Investors lose EIS tax relief
WN writes: My company has just raised £350,000 to start trading. It took some time to satisfy the interests of the various investors. The result is that we have different classes of shares — each with different rights to income and voting. At the outset, we had indicated that investors might be able to get relief under the Enterprise Investment Scheme (EIS), and now one investor is complaining that he cannot. The company trade has not changed, so what is the problem?
The benefits of the EIS are significant, but they come at the expense of a number of rules, writes Jon Sutcliffe, partner at Kingston Smith LLP. The benefits are: 30% income tax relief on the investment; capital gains exemption; and deferral of capital gains where the proceeds are reinvested under the EIS. The scheme is designed to encourage investment in ordinary shares, which are defined by HM Revenue & Customs (HMRC) as shares that carry full equity risks in a business.

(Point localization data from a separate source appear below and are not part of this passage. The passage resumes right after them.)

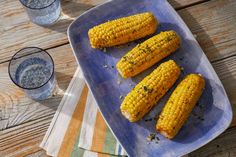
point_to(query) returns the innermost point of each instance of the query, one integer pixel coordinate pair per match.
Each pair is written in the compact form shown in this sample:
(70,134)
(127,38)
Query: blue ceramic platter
(213,107)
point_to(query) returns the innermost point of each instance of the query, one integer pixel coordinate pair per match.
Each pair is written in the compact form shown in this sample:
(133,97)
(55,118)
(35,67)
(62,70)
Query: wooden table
(23,122)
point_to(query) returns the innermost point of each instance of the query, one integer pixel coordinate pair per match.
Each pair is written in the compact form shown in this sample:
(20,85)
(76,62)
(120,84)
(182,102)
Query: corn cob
(148,53)
(122,30)
(179,105)
(144,96)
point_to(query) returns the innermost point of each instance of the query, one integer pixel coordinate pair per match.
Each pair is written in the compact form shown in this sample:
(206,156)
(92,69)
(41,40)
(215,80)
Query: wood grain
(24,139)
(24,122)
(29,34)
(226,70)
(214,24)
(15,108)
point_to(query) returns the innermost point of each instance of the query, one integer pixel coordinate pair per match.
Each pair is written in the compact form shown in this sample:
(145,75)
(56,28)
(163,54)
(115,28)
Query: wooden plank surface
(214,24)
(29,34)
(15,108)
(27,121)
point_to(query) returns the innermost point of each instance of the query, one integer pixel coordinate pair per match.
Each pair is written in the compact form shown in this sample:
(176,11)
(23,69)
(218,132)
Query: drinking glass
(32,69)
(42,12)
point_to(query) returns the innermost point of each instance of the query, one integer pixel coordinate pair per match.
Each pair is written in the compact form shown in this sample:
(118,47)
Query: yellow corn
(180,104)
(148,53)
(146,94)
(122,30)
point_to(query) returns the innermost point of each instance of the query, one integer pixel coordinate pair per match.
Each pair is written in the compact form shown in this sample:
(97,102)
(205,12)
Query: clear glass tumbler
(32,69)
(43,12)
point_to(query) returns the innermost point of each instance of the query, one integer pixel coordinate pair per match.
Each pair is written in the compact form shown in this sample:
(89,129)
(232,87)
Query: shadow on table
(70,11)
(208,47)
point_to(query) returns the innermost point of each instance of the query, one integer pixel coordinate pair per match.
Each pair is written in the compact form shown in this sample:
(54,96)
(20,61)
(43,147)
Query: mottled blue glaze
(216,108)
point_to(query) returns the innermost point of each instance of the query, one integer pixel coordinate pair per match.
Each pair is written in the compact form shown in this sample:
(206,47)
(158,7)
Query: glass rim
(36,8)
(12,58)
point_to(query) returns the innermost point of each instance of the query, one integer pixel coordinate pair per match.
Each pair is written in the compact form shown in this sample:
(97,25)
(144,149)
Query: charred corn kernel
(122,30)
(146,94)
(180,104)
(148,53)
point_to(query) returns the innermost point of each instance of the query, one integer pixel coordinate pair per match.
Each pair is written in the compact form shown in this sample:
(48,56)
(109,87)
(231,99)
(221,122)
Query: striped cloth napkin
(78,128)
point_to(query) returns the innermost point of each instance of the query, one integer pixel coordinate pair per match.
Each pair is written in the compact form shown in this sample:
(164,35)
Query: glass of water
(32,69)
(43,12)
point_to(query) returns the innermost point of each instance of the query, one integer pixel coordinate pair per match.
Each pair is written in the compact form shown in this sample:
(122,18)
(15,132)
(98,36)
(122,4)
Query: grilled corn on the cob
(144,96)
(148,53)
(122,30)
(179,105)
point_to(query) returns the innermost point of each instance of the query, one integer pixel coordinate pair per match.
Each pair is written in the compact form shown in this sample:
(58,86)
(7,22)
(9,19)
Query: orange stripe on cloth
(74,126)
(103,155)
(99,133)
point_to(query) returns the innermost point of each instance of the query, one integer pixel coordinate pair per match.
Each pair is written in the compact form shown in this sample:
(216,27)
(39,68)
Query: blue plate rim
(221,130)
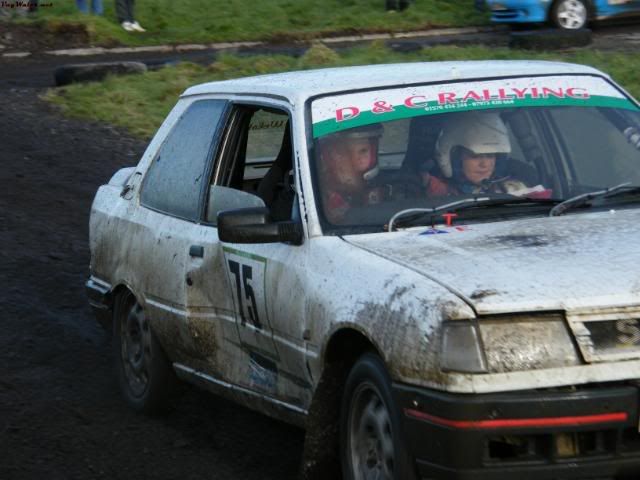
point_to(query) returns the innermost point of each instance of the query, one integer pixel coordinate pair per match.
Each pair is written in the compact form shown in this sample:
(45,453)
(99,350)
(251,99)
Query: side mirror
(224,198)
(254,225)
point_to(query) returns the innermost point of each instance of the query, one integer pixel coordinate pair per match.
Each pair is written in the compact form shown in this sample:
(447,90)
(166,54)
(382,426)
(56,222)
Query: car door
(264,350)
(166,223)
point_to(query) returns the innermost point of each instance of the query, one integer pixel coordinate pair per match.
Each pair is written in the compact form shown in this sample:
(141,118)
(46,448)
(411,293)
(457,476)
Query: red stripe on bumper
(520,422)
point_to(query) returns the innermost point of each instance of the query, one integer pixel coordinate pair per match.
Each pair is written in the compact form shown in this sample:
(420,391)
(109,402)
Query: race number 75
(243,275)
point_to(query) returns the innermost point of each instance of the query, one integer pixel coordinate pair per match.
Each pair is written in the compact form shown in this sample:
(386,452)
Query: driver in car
(470,150)
(348,162)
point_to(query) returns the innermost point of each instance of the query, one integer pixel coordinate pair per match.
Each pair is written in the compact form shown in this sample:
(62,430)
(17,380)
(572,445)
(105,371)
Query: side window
(174,181)
(264,140)
(258,160)
(592,143)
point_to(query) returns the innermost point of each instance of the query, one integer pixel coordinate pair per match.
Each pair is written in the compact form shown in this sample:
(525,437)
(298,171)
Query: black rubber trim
(447,452)
(528,404)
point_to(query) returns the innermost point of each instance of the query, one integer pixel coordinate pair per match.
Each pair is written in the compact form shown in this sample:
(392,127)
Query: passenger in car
(470,154)
(348,162)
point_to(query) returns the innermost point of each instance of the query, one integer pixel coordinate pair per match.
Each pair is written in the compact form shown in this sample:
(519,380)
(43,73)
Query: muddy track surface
(61,416)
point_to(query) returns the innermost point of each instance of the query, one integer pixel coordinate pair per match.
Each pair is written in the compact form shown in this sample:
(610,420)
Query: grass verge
(139,103)
(188,21)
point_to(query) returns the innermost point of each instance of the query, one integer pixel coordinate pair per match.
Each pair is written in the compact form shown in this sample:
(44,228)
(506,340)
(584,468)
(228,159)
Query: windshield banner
(332,114)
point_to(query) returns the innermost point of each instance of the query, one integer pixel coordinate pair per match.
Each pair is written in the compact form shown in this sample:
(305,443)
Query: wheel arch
(321,457)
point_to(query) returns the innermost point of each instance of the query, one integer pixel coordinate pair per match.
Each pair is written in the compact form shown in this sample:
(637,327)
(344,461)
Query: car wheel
(372,445)
(147,380)
(569,14)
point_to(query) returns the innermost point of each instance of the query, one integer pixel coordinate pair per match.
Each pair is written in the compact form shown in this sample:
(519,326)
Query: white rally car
(432,267)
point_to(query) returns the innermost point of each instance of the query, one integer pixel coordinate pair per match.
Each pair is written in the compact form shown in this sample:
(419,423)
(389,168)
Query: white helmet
(481,133)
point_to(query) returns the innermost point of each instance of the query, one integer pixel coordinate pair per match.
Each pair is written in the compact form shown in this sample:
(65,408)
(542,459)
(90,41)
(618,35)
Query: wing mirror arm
(254,225)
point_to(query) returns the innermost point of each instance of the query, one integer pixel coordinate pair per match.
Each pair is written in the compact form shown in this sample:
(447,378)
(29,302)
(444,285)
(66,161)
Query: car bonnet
(573,262)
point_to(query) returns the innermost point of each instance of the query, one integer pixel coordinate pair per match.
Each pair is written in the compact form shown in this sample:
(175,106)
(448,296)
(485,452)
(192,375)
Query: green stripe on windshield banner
(326,127)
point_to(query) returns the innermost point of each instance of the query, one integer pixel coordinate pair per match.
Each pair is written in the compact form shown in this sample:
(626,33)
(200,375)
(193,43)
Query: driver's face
(347,160)
(478,167)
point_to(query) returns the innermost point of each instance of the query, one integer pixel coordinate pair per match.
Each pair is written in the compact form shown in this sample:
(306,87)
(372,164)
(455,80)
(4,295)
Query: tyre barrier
(92,72)
(550,39)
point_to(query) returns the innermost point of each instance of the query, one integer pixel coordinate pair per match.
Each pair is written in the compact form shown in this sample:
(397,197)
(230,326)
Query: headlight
(461,349)
(527,342)
(507,344)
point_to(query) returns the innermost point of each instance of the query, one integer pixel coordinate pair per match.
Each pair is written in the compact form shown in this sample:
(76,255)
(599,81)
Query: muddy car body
(483,332)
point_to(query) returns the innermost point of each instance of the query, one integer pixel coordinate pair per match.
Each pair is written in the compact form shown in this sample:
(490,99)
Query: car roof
(300,85)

Your problem is likely to be that the different rights attached to each share mean that the EIS rules do not consider some of the shares to be ordinary shares. There is no specific problem with shares having preferential voting rights. The issue is the different rights to income and capital on each class of share. HMRC rules do not allow EIS shares to have any preferential right to dividends, or to a company’s assets on its winding up.
Where share rights differ, it may be that some share classes will qualify for EIS and others won’t.
Investments that qualify for EIS at the outset always risk losing their status at a later date, through no fault of the investor. This can happen when a company changes its capital structure. When this happens within the three-year period after investment, the benefits enjoyed under EIS are clawed back.